New Florida law will help police agencies crack down on credit card skimmers

Photo via Holmes Beach Police Department

SARASOTA, Fla. (WFLA) – Florida Governor Rick Scott just signed a bill into law that will increase penalties for crooks caught using gas pump skimmers. It’s a problem that has been sweeping the Tampa Bay area in recent years, so officers need all the help they can get to crack down on this trend.

Skimming devices are a nuisance to police, gas station owners and most importantly, everyday people. Crooks quickly install the skimmers inside ATMs or gas pumps and steal credit or debit card numbers from unsuspecting customers like Jim Krick.

“[An investigator] asked me if my card was missing and I said, ‘no I have it,’” recalled Krick.
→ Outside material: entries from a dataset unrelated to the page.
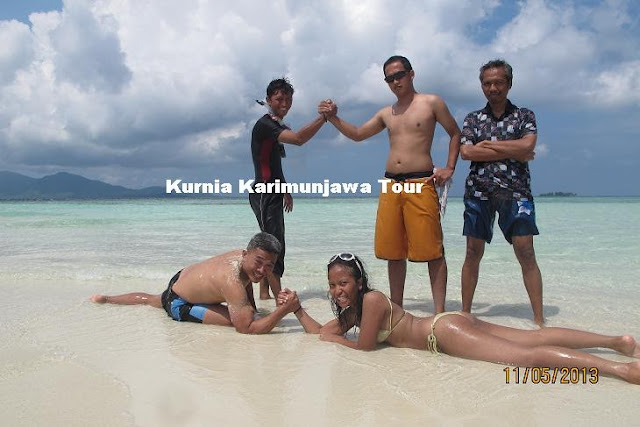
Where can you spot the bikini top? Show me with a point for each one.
(383, 334)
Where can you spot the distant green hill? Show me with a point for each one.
(66, 186)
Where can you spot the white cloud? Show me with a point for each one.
(118, 82)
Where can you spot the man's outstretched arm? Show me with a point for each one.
(242, 316)
(356, 133)
(303, 135)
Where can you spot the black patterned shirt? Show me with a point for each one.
(488, 179)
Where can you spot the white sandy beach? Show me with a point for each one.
(67, 361)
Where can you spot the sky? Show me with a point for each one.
(137, 92)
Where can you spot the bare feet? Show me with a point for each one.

A skimmer stole his data and the crooks spent his money in stores across the state.

“It was a scary situation, knowing that I got rent due and all my money is being drained out of my account,” said Krick.

It’s hard for police to crack down on these criminals, but the new law will help deter these criminals. House Bill 343, which was signed into law, makes it a felony to even own one of these skimming devices.
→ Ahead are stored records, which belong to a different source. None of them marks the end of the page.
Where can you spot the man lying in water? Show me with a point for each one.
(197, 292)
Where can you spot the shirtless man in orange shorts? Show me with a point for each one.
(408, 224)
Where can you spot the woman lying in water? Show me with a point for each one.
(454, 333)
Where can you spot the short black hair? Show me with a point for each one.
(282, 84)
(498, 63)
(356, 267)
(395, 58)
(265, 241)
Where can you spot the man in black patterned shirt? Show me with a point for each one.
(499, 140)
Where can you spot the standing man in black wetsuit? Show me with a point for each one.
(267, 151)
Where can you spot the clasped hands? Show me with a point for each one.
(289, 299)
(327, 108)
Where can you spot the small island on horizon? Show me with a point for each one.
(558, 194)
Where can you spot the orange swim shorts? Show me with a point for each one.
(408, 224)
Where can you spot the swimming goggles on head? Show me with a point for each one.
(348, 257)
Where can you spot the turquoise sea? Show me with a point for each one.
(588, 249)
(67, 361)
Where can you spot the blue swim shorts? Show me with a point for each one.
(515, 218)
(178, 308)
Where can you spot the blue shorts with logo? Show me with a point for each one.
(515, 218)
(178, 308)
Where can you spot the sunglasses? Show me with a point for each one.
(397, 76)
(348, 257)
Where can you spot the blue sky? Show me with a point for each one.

“When we do find these folks, because it’s so hard to do so, when we do find them, we can actually put more charges on them and make those charges stick,” said Sarasota Police Lt. Randy Boyd.
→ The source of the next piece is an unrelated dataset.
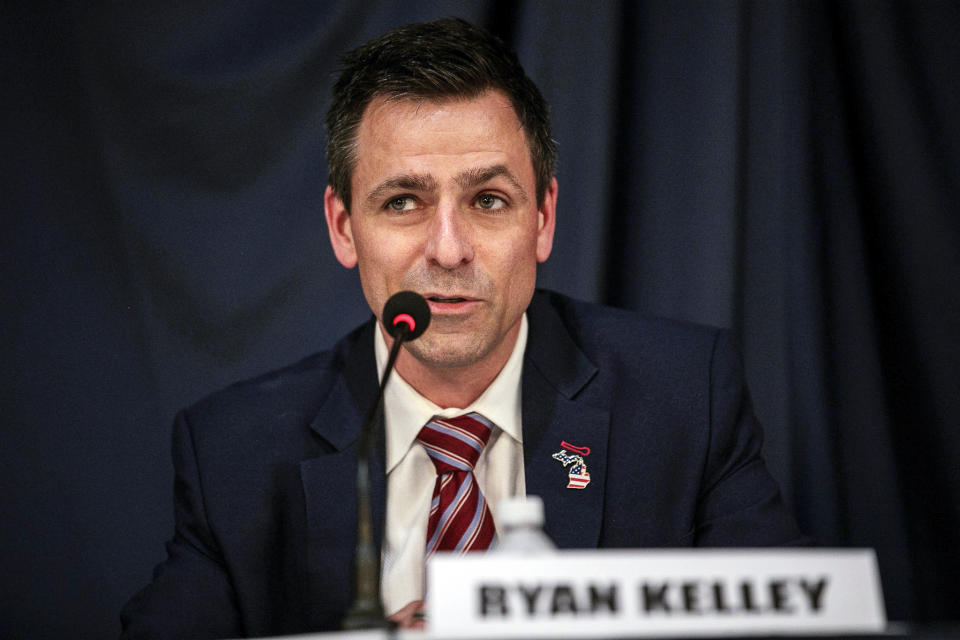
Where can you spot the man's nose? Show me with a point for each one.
(449, 243)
The bill’s authors say the devices hold no usefulness other than for crime. So if anyone is found in possession of it, they could face up to five years in prison or a $5,000 fine.

“If we can get stiffer penalties for the crime, they won’t come to our community,” said Lt. Boyd.

This tougher law will come in handy for police officers. But, Krick said he’s not taking his chances.

“I assume I’m better off going inside and paying inside,” said Krick.

Another point about this law is it keeps up with modern technology. All the old skimmer laws only addressed magnetic strips, but most cards have chips now. The new law addresses that.

It will officially take effect October 1st.